However long he is out, it hurts for far more than what he brings on the court. Curry’s presence in the locker room provides an example for the young Warriors, and he is their longest-tenured player and their oldest at age 31. It will be up to players like Russell and Green to help keep things afloat for the time being.

Many already consider it a lost season, with playoff hopes in the powerful Western Conference grim at best. Golden State might instead be lining itself up for a lottery pick in next year’s NBA draft.

Still, Curry posted a smiling photo of himself, with the hand heavily wrapped, Thursday on his Instagram account with the message: “Appreciate all the love/texts/support all that … Be back soon!”

The two-time MVP drove to his left defended by Kelly Oubre Jr. and, with Aron Baynes standing solidly in the paint, trying to draw a charge. Curry leapt with the ball then came down head first landing awkwardly on his hands to brace himself from the court, with Baynes crashing onto Curry’s left hand. Curry grimaced in pain grabbing his hand then walked to the locker room with 8:31 left in the third quarter.

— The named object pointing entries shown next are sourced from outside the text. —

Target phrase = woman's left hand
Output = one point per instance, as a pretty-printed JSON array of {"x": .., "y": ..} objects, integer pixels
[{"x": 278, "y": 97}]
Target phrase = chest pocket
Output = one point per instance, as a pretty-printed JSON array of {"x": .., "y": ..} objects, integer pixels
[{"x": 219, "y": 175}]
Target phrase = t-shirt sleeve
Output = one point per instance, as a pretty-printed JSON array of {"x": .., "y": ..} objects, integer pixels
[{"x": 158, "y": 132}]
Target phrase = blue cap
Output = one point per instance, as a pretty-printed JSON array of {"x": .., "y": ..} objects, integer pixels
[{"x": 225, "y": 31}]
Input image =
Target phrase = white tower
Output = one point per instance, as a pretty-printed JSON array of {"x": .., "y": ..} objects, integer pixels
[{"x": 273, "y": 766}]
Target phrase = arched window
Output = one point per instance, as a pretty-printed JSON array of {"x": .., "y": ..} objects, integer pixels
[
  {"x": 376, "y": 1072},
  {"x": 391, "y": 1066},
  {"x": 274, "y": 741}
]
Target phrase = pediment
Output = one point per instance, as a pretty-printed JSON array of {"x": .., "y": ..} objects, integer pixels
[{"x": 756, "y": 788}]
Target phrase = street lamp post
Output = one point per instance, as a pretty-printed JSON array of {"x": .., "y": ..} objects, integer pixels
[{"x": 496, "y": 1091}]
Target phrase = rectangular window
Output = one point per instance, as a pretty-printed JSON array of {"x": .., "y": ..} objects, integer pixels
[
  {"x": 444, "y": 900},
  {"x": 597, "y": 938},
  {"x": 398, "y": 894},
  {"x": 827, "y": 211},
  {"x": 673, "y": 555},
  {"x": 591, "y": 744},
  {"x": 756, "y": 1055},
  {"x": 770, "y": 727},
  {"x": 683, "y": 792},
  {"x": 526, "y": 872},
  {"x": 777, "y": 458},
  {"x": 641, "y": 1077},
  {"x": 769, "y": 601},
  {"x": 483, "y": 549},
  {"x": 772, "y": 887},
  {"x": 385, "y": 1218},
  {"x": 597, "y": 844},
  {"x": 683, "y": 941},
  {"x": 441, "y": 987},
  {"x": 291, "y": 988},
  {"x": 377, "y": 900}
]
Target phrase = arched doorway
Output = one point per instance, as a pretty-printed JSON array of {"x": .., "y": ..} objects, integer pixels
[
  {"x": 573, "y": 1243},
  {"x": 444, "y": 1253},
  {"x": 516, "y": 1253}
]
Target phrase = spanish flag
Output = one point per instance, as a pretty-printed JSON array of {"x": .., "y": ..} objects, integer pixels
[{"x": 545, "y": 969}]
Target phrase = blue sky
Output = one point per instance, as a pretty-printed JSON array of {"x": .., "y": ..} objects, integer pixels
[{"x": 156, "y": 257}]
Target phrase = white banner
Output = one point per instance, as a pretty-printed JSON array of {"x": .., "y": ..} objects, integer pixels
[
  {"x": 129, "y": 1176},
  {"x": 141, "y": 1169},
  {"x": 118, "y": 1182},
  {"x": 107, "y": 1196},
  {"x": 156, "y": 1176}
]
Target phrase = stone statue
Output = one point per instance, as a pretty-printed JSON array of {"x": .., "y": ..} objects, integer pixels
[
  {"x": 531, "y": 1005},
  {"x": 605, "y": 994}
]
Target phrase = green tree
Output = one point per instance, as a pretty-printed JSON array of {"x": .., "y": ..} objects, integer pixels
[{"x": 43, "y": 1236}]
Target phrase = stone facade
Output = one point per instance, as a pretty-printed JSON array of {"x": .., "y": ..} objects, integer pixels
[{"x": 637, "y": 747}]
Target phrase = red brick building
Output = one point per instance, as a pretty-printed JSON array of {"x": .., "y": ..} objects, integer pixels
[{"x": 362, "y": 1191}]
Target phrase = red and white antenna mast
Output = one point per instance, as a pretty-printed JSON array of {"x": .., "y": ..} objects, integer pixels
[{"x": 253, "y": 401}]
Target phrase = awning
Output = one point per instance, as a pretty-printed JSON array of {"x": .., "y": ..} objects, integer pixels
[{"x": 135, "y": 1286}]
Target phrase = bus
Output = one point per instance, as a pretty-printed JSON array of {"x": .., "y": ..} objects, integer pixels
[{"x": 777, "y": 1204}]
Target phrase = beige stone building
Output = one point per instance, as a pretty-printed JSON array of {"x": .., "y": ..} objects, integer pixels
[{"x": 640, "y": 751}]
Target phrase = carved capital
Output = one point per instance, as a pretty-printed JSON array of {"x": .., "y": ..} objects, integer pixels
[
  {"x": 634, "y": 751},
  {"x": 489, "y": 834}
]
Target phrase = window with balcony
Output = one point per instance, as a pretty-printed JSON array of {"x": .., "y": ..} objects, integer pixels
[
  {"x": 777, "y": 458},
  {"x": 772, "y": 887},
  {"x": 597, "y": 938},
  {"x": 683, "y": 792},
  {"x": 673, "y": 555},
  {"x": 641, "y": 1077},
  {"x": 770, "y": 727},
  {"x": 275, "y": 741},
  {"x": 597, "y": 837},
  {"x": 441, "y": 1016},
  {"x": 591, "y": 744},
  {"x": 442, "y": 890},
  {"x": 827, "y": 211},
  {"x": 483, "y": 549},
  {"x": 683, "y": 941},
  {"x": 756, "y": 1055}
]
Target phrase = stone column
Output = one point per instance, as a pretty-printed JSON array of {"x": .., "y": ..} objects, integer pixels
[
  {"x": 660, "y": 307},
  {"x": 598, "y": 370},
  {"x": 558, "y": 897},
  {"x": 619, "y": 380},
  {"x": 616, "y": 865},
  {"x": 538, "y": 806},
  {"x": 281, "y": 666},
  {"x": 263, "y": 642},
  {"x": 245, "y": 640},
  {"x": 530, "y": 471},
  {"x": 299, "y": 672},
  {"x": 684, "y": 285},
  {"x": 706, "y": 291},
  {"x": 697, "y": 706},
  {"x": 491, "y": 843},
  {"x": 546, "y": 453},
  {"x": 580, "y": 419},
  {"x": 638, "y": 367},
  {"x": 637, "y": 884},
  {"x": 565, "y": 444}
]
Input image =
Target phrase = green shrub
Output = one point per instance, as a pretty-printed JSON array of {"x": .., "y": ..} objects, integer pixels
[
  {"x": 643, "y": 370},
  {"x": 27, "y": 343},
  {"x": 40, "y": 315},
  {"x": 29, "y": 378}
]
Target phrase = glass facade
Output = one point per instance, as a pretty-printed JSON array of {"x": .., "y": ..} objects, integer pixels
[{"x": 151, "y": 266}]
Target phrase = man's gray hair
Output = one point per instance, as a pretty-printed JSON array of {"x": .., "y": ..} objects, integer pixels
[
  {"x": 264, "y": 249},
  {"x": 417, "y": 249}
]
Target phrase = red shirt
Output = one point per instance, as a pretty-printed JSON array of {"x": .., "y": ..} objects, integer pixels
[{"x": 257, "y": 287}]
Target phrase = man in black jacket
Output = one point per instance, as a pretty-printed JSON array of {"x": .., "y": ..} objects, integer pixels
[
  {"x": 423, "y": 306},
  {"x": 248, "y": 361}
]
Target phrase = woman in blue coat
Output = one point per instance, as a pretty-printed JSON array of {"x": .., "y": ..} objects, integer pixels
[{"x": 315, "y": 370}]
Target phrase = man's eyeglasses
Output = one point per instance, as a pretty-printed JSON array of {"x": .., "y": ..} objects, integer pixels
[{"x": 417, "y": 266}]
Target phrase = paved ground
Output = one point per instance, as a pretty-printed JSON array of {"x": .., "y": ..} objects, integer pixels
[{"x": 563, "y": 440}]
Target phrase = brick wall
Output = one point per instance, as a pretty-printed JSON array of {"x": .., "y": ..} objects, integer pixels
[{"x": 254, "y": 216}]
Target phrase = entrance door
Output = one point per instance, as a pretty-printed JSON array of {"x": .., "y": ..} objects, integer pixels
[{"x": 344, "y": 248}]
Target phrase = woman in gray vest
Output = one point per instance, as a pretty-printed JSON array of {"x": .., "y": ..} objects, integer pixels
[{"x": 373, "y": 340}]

D’Angelo Russell has done this before, forced to take on a far bigger role just last season because of injuries in Brooklyn. And now the new Golden State guard must do it again with a suddenly short-handed backcourt. Russell understands he faces a tall task.

“Definitely trying to take on that leadership role and continue to get better every year with being able to lead guys on what I see and what I’ve been through,” he said. “It’s definitely a similar situation, but it’s going to be tougher. We’ve got a lot of young guys that are going to be forced to mature and step up, so I’m looking forward to it as well. … It’s an opportunity. Go back to the drawing board with the team and the coaching staff, and see what we can do to prepare for each game day in and day out. The big thing I see is just opportunity for a lot of people.”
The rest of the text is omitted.